I have a pipeline that detects number of spots per nucleus. The spot is a telomere protein (TRF2) and I expect the number of spots to be similar in all cells (~138 for this hypertriploid cell line, U2OS). There could be some variability due to genomic instability in these cancer cells or due to multiple telomeres overlapping.
However, the number of spots per nucleus has a really wide spread in each sample. The best I can do is to set the threshold quite stringent (average of ~45 spots per nucleus) in order to avoid many cells with false positive spots (>150). My pipeline already filters out large cells so I assume G2/S cells are not counted. 2019_1210_Lois_SLX4_Tin2_TRF2_Colocalization_v2.cpproj (1.9 MB)
Any ideas on the following:
- how to get a more narrow spread of TRF2 per nucleus? I am using global thresholding, would adaptive help?
- can I compare the number of spots per nucleus across samples with automatic thresholding? or do I need to do manual?

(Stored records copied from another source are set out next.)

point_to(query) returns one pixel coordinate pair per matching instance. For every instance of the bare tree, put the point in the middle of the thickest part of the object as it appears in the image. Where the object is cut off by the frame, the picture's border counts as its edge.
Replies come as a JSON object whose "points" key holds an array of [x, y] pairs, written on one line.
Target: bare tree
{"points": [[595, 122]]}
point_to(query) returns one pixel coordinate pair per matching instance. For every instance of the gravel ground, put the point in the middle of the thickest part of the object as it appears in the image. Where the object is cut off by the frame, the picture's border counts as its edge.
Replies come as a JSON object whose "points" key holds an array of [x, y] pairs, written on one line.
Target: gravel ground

- I am doing object based colocalization (number of red spots colocalized with green spots with a Pearson’s coefficient above a threshold, see pipeline). Can I do intensity based colocalization after setting a threshold? It seems like it is working but I worry that if the threshold is binary the coefficient is not legitimate.
Images are here.
I acquired them on a StellarVision SV20 microscope. This is synthetic aperture optics so there is some artifact.